LC3 Distribution in Brain Sections after Traumatic Brain Injury

To study autophagic protein cellular distribution, we performed confocal microscopy of LC3 (green) and propidium iodide (red) in brain sections from sham-operated control rats and rats subjected to TBI followed by 24 h of recovery. Microtubule-associated protein light chain 3 immunoreactivity (green) was located mainly in neurons of both neocortical and CA3 areas (Figures 5A and 5C, arrows), as well as CA1 and DG regions (data not shown). The pattern of LC3 immunoreactivity was not obviously changed at the neocortical injury sites after TBI (Figures 5B and 5D, arrows). A fraction of propidium iodide-stained shrunken neurons in theneocortical and CA3 regions was not labeled by LC3 antibody in the post-TBI brain sections, because these neurons were damaged by TBI (Figures 5B and 5D, arrowheads). The neocortical and CA3 regions are major TBI foci in the fluid percussion injury model used in this study (Dietrich et al, 1996).

外伤性脑损伤后脑片中LC3的分布

为研究自噬蛋白在细胞内的分布，我们在激光共焦荧光显微镜下观察了对照假手术组和TBI后恢复24小时的鼠脑切片的图象LC3（绿色）与propidium iodide（红色）。
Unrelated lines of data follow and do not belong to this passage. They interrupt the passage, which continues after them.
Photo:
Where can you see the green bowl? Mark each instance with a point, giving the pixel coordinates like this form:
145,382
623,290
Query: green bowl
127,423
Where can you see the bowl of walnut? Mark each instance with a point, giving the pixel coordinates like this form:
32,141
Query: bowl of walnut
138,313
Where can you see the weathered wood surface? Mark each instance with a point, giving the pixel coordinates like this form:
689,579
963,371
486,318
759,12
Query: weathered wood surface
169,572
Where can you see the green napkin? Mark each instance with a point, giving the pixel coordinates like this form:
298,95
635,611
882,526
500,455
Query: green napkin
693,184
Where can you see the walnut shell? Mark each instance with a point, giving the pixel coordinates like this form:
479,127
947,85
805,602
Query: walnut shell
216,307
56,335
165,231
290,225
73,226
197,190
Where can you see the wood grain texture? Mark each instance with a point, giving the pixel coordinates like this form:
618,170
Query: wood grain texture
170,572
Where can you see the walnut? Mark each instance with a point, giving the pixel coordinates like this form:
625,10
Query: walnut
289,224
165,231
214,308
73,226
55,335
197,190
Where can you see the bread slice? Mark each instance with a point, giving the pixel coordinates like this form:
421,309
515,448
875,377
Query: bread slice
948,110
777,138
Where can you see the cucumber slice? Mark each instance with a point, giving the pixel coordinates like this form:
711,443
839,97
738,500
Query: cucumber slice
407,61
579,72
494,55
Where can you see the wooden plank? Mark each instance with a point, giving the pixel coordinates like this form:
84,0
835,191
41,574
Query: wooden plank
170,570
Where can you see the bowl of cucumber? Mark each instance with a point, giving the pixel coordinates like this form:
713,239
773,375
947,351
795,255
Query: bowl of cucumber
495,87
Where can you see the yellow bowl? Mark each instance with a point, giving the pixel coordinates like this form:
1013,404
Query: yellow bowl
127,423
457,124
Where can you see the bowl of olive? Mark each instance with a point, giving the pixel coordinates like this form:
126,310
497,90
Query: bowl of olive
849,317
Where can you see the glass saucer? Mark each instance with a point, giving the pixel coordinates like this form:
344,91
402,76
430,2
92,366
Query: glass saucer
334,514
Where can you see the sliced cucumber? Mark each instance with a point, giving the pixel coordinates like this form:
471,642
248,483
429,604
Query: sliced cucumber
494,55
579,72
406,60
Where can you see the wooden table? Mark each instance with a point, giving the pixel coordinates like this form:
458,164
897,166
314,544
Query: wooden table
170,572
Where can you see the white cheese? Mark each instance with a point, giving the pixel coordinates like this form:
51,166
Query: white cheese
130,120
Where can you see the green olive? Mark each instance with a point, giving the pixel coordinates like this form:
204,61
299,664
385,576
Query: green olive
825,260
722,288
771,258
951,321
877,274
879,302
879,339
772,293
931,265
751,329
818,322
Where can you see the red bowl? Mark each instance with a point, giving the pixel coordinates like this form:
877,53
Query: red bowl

微管相关蛋白轻链LC3免疫活性反应(绿色)主要位于新皮层 和海马CA3两个区域内的神经元上，（图5A，5C箭头所指），在海马中CA1与DG区域上也有（数据未标出）LC3免疫活性反应模式在TBI后的神经损伤区域未观察到明显变化(Figures 5B and 5D, arrows)。propidium iodide染色的缩小的神经元部分在TBI后的脑切片的新皮层和海马中CA3区域上未被LC3抗体标记，这是因为这些神经元已经被TBI所损害(Figures 5B and 5D, arrowheads)。

在本研究使用的液体冲击损伤模型中的新皮层和海马CA3区域是TBI的主要作用点。(Dietrich et al, 1996)。